Now $$ U : = \begin{bmatrix} U_{1} & U_{2} \end{bmatrix} $$ defining $U_{2}$ to make it an orthogonal matrix results in $U_{2}^{T} U_{1} = 0$, and multiplying both sides of $AV_{1} = U_{1} S$ by $U_{2}^{T}$ yields $$ U_{2}^{T} AV_{1} = U_{2}^{T} U_{1} S = 0 $$ Meanwhile $$ U_{1}^{T} U_{1} = ( A V_{1} S^{-1} ) ^{T} ( A V_{1} S^{-1} ) = S V_{1}^{T} A^{T} A V S^{-1} = I $$ implies that $U_{1} \in \mathbb{R}^{m \times r}$ consists of orthonormal vectors.
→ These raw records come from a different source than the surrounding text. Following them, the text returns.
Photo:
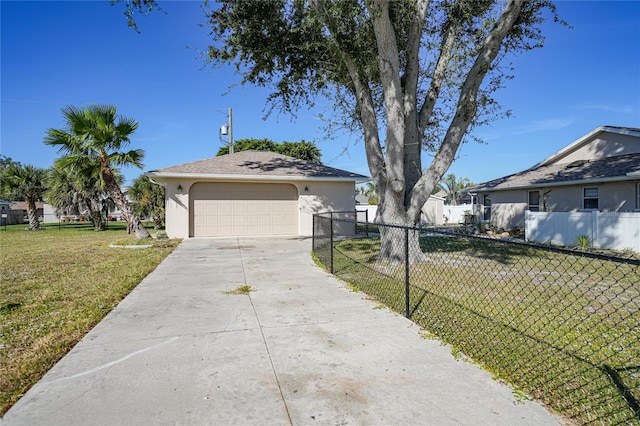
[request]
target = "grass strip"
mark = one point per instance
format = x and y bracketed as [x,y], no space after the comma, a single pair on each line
[561,328]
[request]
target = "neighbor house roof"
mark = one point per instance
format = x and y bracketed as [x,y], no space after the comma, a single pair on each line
[621,167]
[582,141]
[256,164]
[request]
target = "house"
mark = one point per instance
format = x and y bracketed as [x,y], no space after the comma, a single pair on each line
[252,193]
[598,172]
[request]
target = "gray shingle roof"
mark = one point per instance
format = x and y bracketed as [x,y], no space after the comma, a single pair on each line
[607,168]
[258,163]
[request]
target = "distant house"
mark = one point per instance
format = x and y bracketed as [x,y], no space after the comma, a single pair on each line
[598,172]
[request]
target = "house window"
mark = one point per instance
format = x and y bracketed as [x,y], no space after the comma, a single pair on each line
[486,203]
[534,201]
[590,198]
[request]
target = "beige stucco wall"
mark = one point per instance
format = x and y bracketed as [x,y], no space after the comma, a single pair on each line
[606,145]
[508,207]
[323,196]
[314,196]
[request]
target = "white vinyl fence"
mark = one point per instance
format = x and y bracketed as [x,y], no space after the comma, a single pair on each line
[455,214]
[616,231]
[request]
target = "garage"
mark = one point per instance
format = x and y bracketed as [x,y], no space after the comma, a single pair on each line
[251,193]
[225,209]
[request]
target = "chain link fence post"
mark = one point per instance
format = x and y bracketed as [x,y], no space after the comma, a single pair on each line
[406,273]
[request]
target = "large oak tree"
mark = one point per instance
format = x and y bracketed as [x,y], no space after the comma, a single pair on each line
[411,75]
[95,137]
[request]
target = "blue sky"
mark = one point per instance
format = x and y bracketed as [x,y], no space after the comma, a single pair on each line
[81,52]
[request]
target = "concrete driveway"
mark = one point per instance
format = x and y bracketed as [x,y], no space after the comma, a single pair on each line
[300,349]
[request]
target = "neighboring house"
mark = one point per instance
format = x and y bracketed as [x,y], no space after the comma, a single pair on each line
[252,193]
[433,211]
[599,171]
[20,208]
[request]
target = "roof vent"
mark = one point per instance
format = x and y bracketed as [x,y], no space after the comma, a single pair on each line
[577,163]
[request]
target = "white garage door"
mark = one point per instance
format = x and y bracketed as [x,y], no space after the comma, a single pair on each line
[219,209]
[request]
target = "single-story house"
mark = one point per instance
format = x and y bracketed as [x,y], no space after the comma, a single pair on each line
[599,171]
[252,193]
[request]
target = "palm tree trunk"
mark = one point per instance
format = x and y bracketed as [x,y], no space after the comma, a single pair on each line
[32,212]
[130,216]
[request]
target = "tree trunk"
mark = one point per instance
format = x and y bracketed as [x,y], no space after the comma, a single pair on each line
[32,212]
[399,243]
[130,216]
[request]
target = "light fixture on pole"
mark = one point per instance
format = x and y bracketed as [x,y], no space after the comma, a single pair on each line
[227,130]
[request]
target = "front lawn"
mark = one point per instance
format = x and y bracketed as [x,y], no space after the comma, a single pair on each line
[57,283]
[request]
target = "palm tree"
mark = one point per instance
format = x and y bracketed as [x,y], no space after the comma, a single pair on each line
[77,190]
[97,133]
[149,199]
[27,183]
[454,188]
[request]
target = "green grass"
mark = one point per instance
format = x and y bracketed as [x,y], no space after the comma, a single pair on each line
[57,283]
[243,289]
[562,328]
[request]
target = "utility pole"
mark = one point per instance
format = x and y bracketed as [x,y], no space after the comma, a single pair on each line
[230,133]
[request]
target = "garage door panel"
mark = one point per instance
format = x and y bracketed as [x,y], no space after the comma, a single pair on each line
[225,209]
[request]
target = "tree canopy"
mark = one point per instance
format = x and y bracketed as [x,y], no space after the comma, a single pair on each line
[24,182]
[303,150]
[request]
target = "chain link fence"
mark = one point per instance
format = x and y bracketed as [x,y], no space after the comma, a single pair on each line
[560,325]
However, it does not prove that $U_{1}$ is an orthogonal matrix, so it’s unknown if $U_{1} U_{1}^{T} = I$, and the necessity for verifying $A V_{1} = U_{1} S$ is as follows. $$ \begin{align*} && U^{T} A V_{1} = \begin{bmatrix} U_{1}^{T} \\ U_{2}^{T} \end{bmatrix} A V_{1} = \begin{bmatrix} U_{1}^{T} A V_{1} \\ U_{2}^{T} A V_{1} \end{bmatrix} = \begin{bmatrix} S \\ O \end{bmatrix} \\ \iff & AV_{1} = U \begin{bmatrix} S \\ O \end{bmatrix} = \begin{bmatrix} U_{1} & U_{2} \end{bmatrix} \begin{bmatrix} S \\ O \end{bmatrix} = U_{1} S \end{align*} $$

Finally, defining $\Sigma : = \begin{bmatrix} S & O \\ O & O \end{bmatrix} \in \mathbb{R}^{m \times m}$ $$ \begin{align*} AV =& A \begin{bmatrix} V_{1} & V_{2} \end{bmatrix} \\ =& \begin{bmatrix} A V_{1} & A V_{2} \end{bmatrix} \\ =& \begin{bmatrix} U_{1} S & O \end{bmatrix} \\ =& \begin{bmatrix} U_{1} & U_{2} \end{bmatrix} \begin{bmatrix} S & O \\ O & O \end{bmatrix} \\ =& U \Sigma \end{align*} $$ thus obtains $A = U \Sigma V^{T} = U_{1} S V_{1}^{T}$, i.e., an SVD.

Generalization

Even though the conditions of the theorem are $A \in \mathbb{R}^{m \times n}$, in fact, it is possible to generalize to $A \in \mathbb{C}^{m \times n}$.